Well, at least I rested assured that we were definitely friends—acquaintances would never have gotten over the guilt of just abandoning me in a strange situation like this one. Friends? In a heartbeat.

Despite the cheesy warmness in my tummy from that realization of mine, the thought that I was still awkwardly hovering on the fringes of a very bipolar school chorus was still very fresh on my mind.

An average-sized man wearing khakis and a bright Hawaiian shirt stumbled out of an adjoining office, his eyes gazing around, already knowing to look for me. He had these naturally wide blue eyes and white hair that stood straight up about four inches from his head. He wasn’t domineering of build, but I could feel his character and personality crashing down on me like a tsunami from here. He looked over at me and a wide smile washed over his face that could have also been classified as the grin of an evil scientist.

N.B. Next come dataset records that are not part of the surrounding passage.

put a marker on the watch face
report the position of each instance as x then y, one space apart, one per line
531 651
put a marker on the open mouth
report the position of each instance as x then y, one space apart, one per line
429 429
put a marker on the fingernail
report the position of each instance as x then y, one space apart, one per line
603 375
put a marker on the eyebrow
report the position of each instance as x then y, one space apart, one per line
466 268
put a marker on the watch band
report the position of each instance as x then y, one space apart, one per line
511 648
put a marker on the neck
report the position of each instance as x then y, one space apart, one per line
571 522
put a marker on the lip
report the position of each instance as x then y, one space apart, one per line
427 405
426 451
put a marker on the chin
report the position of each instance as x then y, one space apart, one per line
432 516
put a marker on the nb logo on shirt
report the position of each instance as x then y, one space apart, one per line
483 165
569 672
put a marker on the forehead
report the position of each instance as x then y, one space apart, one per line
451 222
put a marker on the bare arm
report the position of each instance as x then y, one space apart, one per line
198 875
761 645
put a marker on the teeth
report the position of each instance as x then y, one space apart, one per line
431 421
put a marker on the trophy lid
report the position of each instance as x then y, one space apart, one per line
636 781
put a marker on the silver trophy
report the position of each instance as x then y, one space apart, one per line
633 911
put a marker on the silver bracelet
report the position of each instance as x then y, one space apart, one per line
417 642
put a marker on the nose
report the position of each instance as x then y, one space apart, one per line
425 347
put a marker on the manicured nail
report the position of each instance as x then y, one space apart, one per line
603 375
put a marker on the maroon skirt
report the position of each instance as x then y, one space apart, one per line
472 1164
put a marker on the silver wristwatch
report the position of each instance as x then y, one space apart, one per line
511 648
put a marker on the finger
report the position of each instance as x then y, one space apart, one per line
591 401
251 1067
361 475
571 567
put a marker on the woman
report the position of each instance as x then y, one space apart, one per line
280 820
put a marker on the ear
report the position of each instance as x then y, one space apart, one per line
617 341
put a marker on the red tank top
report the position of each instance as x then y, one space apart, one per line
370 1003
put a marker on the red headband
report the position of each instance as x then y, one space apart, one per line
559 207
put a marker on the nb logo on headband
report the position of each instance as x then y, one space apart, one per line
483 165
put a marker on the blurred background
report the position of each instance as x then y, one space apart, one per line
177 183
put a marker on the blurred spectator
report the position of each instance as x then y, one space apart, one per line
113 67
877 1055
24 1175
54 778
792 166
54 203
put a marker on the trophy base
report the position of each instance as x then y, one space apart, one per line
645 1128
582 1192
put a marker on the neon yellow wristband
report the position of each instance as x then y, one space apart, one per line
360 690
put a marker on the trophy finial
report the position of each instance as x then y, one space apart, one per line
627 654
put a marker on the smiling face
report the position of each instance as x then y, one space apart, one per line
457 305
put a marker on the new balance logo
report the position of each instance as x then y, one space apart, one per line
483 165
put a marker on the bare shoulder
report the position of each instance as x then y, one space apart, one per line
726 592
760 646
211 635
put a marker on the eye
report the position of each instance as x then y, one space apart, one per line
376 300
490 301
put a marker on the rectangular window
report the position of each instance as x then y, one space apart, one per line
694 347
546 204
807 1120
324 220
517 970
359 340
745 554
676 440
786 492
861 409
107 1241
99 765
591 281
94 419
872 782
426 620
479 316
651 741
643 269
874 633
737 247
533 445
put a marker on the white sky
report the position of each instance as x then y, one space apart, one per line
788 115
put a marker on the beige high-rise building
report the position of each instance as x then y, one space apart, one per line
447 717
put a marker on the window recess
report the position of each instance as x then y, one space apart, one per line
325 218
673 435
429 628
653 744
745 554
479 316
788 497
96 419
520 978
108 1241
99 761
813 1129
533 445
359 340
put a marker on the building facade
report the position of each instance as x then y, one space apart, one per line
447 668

“New student!” he hollered into the classroom, his voice loud but not Colonel-loud. He started for me, grinning. “I’ve heard about you today—what is your name again?”

“Lena Mallory,” I told him, and he started nodding.

“Does your brother go here?” he asked me, but didn’t wait for an answer. “I have him in my guitar class.”

“I am so sorry,” I told him pityingly, but he laughed because he still obviously had no idea that my brother was undeniably tone deaf and thought that he was a total rock god. He smiled kindly at me before gesturing toward the giant crowd of staring eyes. I looked back without crying, barely.